Jon Canter has gone to great lengths to ensure that his new comic novel is not read as autobiographical.

A Short Gentlemen tells of the fall from grace of a vertically challenged, pompous, humourless and gentile barrister. Canter himself is a six-foot-two-inch Jew, whose reputation has been forged on his wit — he has written for, among others, Lenny Henry and Fry and Laurie.

However, Canter, his long frame cramped behind a table in a café in Crouch End, North London, has more in common with his main character than one would think.

“I was a law student and my father was a solicitor, so law is deep within me,” he admits, adding: “I loved the idea of writing with a barristerial voice because it so theatrical. My character, Robert Purcell, announces at the start of the book that he is not pleading or making his own case, but of course he is — in every page and in every sentence. The amusing thing is that it is about 20,000 words longer than Seeds of Greatness [Canter’s first novel] for the same amount of story, simply because Purcell speaks in this long-winded somewhat grandiose fashion. There are footnotes…”

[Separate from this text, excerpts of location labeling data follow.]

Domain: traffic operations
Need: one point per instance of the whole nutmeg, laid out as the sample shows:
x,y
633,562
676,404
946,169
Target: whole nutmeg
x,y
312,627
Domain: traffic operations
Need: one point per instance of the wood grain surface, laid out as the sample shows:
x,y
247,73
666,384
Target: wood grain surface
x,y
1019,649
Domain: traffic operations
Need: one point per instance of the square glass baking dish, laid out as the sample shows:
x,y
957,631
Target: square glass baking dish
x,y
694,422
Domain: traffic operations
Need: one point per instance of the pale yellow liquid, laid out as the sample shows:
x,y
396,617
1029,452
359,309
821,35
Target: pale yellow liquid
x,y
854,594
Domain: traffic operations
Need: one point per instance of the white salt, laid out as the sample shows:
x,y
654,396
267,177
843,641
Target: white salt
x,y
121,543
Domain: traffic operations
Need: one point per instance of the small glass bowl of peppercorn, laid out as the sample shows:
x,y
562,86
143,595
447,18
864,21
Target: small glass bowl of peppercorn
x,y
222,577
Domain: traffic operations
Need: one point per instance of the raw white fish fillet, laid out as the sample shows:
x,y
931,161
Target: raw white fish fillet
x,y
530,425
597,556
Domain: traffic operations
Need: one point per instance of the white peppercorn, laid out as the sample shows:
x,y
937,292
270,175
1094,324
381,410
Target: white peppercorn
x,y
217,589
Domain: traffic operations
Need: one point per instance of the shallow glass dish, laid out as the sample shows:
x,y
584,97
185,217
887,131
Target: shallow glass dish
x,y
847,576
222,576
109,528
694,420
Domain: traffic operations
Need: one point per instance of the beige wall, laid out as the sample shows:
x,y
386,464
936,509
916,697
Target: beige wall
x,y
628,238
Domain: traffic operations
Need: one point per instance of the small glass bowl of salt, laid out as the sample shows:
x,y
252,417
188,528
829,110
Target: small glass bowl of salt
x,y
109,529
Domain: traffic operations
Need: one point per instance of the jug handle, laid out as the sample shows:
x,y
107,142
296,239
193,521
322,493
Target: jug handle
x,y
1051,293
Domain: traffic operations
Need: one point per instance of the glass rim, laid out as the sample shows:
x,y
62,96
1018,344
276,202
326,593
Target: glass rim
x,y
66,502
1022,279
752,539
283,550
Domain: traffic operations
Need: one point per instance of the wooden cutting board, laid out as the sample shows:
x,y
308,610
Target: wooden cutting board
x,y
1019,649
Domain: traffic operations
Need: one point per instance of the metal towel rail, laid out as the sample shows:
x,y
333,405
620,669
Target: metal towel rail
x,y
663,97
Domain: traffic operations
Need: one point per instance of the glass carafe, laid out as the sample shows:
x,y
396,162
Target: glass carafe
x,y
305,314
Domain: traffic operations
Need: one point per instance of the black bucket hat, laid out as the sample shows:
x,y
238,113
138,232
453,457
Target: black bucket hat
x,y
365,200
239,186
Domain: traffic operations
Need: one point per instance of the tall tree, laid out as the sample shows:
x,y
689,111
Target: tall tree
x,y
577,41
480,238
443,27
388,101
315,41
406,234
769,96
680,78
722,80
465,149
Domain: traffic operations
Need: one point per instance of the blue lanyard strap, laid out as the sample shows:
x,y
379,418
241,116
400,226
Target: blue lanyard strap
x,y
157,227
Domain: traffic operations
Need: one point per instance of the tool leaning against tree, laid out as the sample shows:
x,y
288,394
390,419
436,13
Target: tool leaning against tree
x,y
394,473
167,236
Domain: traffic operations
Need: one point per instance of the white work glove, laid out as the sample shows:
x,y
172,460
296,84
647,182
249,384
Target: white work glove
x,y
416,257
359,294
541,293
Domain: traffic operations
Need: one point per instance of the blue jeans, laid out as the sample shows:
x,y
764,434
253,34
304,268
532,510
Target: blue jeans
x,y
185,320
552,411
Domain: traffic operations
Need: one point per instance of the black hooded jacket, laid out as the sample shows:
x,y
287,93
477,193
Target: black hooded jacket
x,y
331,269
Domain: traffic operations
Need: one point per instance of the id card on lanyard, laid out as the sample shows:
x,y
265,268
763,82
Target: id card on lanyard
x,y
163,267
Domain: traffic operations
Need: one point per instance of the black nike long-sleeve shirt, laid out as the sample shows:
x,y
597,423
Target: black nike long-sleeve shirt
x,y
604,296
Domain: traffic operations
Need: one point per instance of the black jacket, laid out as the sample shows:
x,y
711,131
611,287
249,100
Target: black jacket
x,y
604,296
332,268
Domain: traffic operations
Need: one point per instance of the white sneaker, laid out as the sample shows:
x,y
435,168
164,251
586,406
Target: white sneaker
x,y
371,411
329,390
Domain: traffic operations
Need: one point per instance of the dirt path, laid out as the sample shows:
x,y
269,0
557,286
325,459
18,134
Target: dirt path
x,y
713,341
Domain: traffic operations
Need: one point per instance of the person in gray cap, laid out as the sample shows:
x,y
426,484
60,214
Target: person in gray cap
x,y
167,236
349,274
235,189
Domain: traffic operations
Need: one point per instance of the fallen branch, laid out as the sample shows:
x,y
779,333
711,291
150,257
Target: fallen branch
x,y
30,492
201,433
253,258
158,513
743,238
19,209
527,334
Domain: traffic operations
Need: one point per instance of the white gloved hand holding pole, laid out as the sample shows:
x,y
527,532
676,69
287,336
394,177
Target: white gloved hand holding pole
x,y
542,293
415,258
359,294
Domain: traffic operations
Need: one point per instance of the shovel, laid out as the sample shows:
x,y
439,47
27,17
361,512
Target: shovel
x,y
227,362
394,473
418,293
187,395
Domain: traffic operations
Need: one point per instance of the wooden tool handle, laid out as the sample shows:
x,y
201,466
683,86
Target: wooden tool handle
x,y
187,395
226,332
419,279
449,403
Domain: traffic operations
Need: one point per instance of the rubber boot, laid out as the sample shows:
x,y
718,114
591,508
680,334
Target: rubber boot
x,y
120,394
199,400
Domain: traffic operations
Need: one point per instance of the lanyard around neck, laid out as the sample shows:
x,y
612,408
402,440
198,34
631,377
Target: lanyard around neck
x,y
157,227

Canter, too, like the eponymous Short Gentleman, lives in the Suffolk town of Aldeburgh. Now in his 50s, he moved from North London in his late 30s. “Through living in the country, I met a lot of people who had worked in the City or in law and moved because they wanted their lives to be more spiritual — to be painters or writers. That is a theme of the book. It is about a mid-life crisis which takes a particular form.”

Without giving too much away (Canter is concerned that the reader should not know certain vital plot details), the novel is Purcell’s account of how his life falls apart, how he commits a crime and is imprisoned. It is a comedy of the dark sort, he says.

“I particularly like comedy with pain. Most of the best comedy has loads of pain in it. The other aspect of writing the book I most enjoyed was exploring the idea of the non-Jewish mother. Purcell’s mother is cold, brisk and remote — the very opposite of my own mother.”

So why did he make Purcell so tiny? “Being a tall person, I have always been fascinated with shortness. Partly I wanted to explore shortness and partly I wanted to make sure that no one thought it was me. I’m not short, and I’m no gentleman,” he laughs.

Size has been on Canter’s mind for a while. He confesses he had even discussed the idea of writing a book listing famous people through history in size order.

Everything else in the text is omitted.